This "wert sein" can take objekts in all cases. Akkusative, dative and genitive. As "wert" is combined with "sein" it is probably a predicative adjective "worthy" or maybe it was once a predicative noun "der Wert" "the worth". There is also the expression "von Wert sein." "to be of worth".
Akkusative object: expresses the worth assigned to the subject.
Das Bild ist den Preis wert. The painting is worth the price.
Genetive object: expresses if something is worthy of something, more as an idealistic than an actual worth.
Das Bild ist der Mühe wert. The painting is worthy of the effort.
The dative object is optional. It expresses the person who judges the worth or worthiness.
Das Bild ist mir den Preis wert. The painting is worth the price to me. (dative + akkusative)
Das Bild ist mir der Mühe wert. The painting is worthy of the effort to me. (dative + genetive)
Oftentimes, it is unclear if the objekt is genetive or akkusative. You can use the same words in the other case.
Das Bild ist die Mühe wert. (akkusative) The painting is worth the effort.
Das Bild ist der Mühe wert. (genetive) The painting is worthy of the effort. (seems to be genetive in English, too.)
With many wordings you can not distinguish between genetive and akkusative.
Das Bild ist viel wert. The painting is worth a lot. viel is the object although it doesn't even seem to be a proper noun. I would guess akkusativ.
"es" is a tricky one too. The actual genetive should be "seiner" or "dessen", but sometimes "es" takes over. For the original sentence I would stick with akkusative.
Die Woche ist es wert. The week is worth it. (not worthy of it.)
subject Die Woche kopula verb ist akkusative obect/pronoun es predicative wert.
It's not only a cr@p sentence, it is an ultra cr@p sentence. Totally meaningless in English.
Imagine a séminaire, or a trip to some remarkable wilderness, or a fashion or film week somewhere, or a week's spiritual retreat. It might be worth going to, or doing something of that ilk for a week.
The issue I and other English-speakers are having, is figuring out when/why you would use this sentence. For your examples, I would say, "That trip was worthwhile," or, "That trip was worth all the work I put in last week." I asked my German friend, who also teaches German, she said that it sounds as weird in German as it does in English. The sentences that sound correct to her were structured almost exactly as I did above. Maybe it's a regional thing?

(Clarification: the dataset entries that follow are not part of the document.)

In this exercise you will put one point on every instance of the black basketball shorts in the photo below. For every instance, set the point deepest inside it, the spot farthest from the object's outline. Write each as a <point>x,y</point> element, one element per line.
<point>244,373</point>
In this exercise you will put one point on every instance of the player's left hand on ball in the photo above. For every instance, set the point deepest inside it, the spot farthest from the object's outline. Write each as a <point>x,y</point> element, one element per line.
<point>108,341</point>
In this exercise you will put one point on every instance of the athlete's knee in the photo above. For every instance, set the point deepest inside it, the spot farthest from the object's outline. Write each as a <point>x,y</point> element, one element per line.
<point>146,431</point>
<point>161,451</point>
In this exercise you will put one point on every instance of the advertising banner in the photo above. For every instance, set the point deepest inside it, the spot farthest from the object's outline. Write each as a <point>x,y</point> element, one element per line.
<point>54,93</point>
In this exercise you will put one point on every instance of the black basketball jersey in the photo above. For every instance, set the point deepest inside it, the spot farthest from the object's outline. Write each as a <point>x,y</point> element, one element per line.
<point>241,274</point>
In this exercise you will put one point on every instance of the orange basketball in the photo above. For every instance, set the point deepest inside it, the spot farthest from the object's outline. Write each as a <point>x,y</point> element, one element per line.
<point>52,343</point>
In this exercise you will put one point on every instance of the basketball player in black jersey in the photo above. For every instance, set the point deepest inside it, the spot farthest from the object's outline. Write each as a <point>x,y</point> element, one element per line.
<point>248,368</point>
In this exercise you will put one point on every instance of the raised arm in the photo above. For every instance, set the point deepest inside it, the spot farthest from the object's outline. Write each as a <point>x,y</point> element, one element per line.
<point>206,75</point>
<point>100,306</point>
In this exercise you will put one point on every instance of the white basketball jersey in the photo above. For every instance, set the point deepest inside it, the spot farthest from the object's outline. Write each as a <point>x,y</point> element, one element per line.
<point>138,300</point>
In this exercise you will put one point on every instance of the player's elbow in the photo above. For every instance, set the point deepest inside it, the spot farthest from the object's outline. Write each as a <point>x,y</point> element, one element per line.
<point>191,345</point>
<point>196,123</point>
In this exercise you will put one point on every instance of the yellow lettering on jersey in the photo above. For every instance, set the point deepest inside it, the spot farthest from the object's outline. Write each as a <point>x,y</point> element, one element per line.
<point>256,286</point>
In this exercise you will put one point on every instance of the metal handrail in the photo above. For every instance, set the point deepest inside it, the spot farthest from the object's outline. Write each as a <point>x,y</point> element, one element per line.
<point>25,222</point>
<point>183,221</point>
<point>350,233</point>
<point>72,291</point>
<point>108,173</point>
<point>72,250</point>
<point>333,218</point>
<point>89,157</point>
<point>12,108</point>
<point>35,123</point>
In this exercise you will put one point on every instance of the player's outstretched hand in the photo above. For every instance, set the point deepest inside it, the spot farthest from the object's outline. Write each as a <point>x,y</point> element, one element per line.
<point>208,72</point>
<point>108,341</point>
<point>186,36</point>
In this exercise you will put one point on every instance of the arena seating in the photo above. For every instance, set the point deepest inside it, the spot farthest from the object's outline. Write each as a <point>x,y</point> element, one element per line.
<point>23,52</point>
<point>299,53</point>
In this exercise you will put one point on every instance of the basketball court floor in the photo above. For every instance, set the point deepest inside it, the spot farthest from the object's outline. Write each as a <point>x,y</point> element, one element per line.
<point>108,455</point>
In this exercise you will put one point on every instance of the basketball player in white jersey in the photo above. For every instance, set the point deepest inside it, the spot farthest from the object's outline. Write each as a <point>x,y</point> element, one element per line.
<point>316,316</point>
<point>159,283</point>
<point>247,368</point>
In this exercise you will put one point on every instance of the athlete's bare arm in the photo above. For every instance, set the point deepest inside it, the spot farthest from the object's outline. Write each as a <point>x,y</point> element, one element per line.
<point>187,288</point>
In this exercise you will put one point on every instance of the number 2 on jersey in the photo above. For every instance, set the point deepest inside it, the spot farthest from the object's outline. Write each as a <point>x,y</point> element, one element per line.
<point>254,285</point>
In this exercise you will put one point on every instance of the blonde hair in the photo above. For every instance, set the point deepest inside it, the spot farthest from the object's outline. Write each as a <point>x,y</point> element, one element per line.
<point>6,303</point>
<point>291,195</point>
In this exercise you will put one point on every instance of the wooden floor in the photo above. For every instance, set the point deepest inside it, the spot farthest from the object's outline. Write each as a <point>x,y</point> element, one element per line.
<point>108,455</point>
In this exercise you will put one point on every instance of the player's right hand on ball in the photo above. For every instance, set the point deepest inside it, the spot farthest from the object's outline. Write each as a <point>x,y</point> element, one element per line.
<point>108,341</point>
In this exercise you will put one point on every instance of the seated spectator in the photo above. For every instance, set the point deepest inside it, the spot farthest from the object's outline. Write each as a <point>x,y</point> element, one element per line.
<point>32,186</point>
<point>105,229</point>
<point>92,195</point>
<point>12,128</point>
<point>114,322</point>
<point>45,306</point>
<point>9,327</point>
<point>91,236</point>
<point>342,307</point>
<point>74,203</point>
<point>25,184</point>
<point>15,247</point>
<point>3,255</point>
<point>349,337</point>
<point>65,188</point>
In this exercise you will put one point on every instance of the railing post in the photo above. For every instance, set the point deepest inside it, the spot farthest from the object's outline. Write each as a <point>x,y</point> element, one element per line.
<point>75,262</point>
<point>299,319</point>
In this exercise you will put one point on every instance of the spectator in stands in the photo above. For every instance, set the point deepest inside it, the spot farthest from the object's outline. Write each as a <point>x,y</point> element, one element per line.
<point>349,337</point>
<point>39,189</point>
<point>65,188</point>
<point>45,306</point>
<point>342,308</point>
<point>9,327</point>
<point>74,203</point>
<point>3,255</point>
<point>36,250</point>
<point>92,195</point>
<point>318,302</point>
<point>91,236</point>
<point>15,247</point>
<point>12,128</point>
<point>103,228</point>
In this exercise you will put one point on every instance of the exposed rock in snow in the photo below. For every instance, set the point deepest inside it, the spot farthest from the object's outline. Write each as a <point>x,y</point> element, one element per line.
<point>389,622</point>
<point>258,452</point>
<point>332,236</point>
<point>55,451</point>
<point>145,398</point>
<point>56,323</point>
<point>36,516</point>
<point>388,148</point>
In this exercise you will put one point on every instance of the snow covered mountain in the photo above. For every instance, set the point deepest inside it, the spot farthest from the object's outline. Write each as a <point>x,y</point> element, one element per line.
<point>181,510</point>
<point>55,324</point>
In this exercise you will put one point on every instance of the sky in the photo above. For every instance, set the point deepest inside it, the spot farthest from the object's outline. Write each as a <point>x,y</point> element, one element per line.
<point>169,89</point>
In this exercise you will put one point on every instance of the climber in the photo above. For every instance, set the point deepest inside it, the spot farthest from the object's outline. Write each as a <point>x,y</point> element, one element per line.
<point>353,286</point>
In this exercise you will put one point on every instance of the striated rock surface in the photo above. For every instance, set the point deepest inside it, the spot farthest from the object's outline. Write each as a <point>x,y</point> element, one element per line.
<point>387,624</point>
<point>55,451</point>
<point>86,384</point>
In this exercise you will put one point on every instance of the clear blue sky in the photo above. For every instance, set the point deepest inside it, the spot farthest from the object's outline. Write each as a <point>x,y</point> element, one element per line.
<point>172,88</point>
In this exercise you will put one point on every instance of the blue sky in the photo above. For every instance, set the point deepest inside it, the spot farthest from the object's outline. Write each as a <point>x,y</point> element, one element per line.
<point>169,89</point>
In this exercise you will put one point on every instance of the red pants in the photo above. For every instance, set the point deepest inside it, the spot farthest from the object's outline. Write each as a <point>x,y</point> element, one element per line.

Don't worry about it, die (or der, das) is sometimes translated to that.
What context? There is no context given. The sentence stands on its own and--much like many sentences offered for translation--leaves us wondering about what the larger conversation could be. However, the purpose of DuoLingo is not to tell a story but to teach German grammar and vocabulary.
If you'll read through the comments you'll see I provided a scenario where one might say "Die Woche ist es wert."
But since you're not trying to learn German "parrot-fashion", it really shouldn't matter if you can use this particular sentence as it is. Instead, use it as an example to understand how you can synthesize your own sentences, such as "Das Auto ist es wert," oder "Die Ausbildung ist es wert." The key is to recognize the structure: [etwas] ist es wert.
Das ist was die Eule hier lehrt.
In this case "wert" is a predicative adjective. The full verb would be "(etwas) wert sein". "Sein" itself is then a kopula verb that is not quite complete without a predicative. Predicatives are part of the verb and move to the end of the sentence as part of the verb bracket. You seem to alredy suspect that, so you are probably familiar with the concept of the verb bracket.
So you do understand what the sentence means: you provided an alternate way of expressing the same thought.
But with regard to your never saying it the way die Eule chose to say it, DL is not trying to provide you with a library of canned phrases that you can use to express yourself. Rather, die Eule is attempting to teach us how to "speak" (which actually means "hear/read, understand, and respond") German. Although you might not ever say Die Woche ist es wert, you might hear someone else say it, and if so, should be able to understand. There is no chance I would ever say Ich bin schwanger, but I would like to understand if my wife or daughter said it.
You're missing the point. This is a language learning environment, so why use phrases like "That week is worth it" which is not normal English? There are so much better ways of modelling the language. The point I originally made was that this type of comment is something you would make in retrospect. "Yes, it WAS a difficult week, but with hindsight, it WAS worth it". You couldn't say that until afterwards, so therefore "The week IS worth it" is meaningless.